The novel centres on Cressy – a young girl who has been brought up in an odd communal family, a sort of religious/artistic community, presided over by her grandfather Harry Bretton. Like several of the characters in this novel Cressy is somewhat isolated – she wants to escape her family.

“Time always went slowly for Cressy, now that her school days were over. She had come home from the convent to nothing. To be part of a busy, useful, self-sufficing community, her mother had said… She would be expected to marry. Whom? Perhaps one of young men who come to work in the studio with her grandfather. They would live pennilessly in one of the out-buildings (restored) and take their place at the long dining table. She visualised it with the greatest ease.”

In order to make her escape Cressy finds a job and a small flat at an antique shop in the nearby village. Here she lives on things on toast and meets David – a local journalist who is several years older than Cressy. David’s mother Midge long separated from her much older husband relies on David’s presence in her life, while he is thoroughly tied to her apron strings. David’s father lives in his own self-imposed isolation in London, caring for his eccentric aunt until her death; he spends his time cleaning the silver. Midge likes the way things are and doesn’t much care for it to change. As David and Cressy begin to grow closer, Midge takes Cressy under her wing, and yet is unprepared for the inevitable engagement. When David is away from home, Midge is terrified, she is lonely afraid of burglars and works to manipulate these new changes to suit herself. She urges David and Cressy to live in a small broken down cottage, terribly overgrown that has the advantage of being isolated from everyone else but is very close to her.
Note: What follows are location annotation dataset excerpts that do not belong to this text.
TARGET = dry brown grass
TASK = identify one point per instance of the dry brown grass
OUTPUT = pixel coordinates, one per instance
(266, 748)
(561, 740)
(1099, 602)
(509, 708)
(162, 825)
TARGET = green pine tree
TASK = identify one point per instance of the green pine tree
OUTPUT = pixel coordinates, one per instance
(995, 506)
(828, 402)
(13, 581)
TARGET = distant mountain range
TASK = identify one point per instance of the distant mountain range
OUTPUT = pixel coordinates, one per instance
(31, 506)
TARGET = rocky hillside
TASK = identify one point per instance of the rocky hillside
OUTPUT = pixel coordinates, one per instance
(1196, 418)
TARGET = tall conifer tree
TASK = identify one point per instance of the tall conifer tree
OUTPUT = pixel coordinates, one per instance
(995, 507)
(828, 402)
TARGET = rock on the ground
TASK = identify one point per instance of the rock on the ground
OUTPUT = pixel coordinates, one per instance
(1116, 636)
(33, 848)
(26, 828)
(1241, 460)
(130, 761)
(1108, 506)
Cressy is unprepared for grown up responsible living – she becomes more and more reliant upon Midge who is happy to help. David is equally unprepared for the responsibilities of marriage; he had rather unceremoniously finished a relationship with a rather acerbic woman closer to his own age in order to marry Cressy – who he often thinks of as rather a child.
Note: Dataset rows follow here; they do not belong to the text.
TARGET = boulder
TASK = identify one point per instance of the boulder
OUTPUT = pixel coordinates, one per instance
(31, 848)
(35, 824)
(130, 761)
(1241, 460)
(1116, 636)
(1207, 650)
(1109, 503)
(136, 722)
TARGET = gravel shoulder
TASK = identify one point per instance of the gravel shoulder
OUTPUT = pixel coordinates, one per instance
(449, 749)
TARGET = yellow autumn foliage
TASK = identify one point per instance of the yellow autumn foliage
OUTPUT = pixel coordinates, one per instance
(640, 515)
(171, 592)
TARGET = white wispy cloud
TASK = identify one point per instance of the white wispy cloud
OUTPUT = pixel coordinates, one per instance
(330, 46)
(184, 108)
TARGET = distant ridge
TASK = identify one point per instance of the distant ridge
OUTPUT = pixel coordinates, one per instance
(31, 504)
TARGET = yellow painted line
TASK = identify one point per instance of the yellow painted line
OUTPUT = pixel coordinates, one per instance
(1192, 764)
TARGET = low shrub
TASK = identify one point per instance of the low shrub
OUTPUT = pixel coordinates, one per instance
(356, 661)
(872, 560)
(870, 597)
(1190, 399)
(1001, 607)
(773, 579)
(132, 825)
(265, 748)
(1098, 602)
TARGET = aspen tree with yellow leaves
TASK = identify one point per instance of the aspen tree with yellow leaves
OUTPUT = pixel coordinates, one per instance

As with so many Elizabeth Taylor novels marriage and loneliness figure strongly, the writing is good – although maybe not quite as good as in some of Taylor’s earlier novels, and I didn’t think the peripheral characters were as strongly explored as in many other novels. I was interested to note how Murdochian this novel felt in parts – especially the beginning. The artistic/religious community headed up by a rather elusive patriarch, a complex family living at close quarters. A few eccentric characters – particularly David’s father and his Aunt, two characters are even writing books (there is almost always someone writing a book in Murdoch). Having read 25 and a half of Iris Murdoch’s 26 novels I was pleased to note these little things.

(Just for fun – can anyone guess which Murdoch novel I got to p204 and wanted to hurl across the room and gave up on?)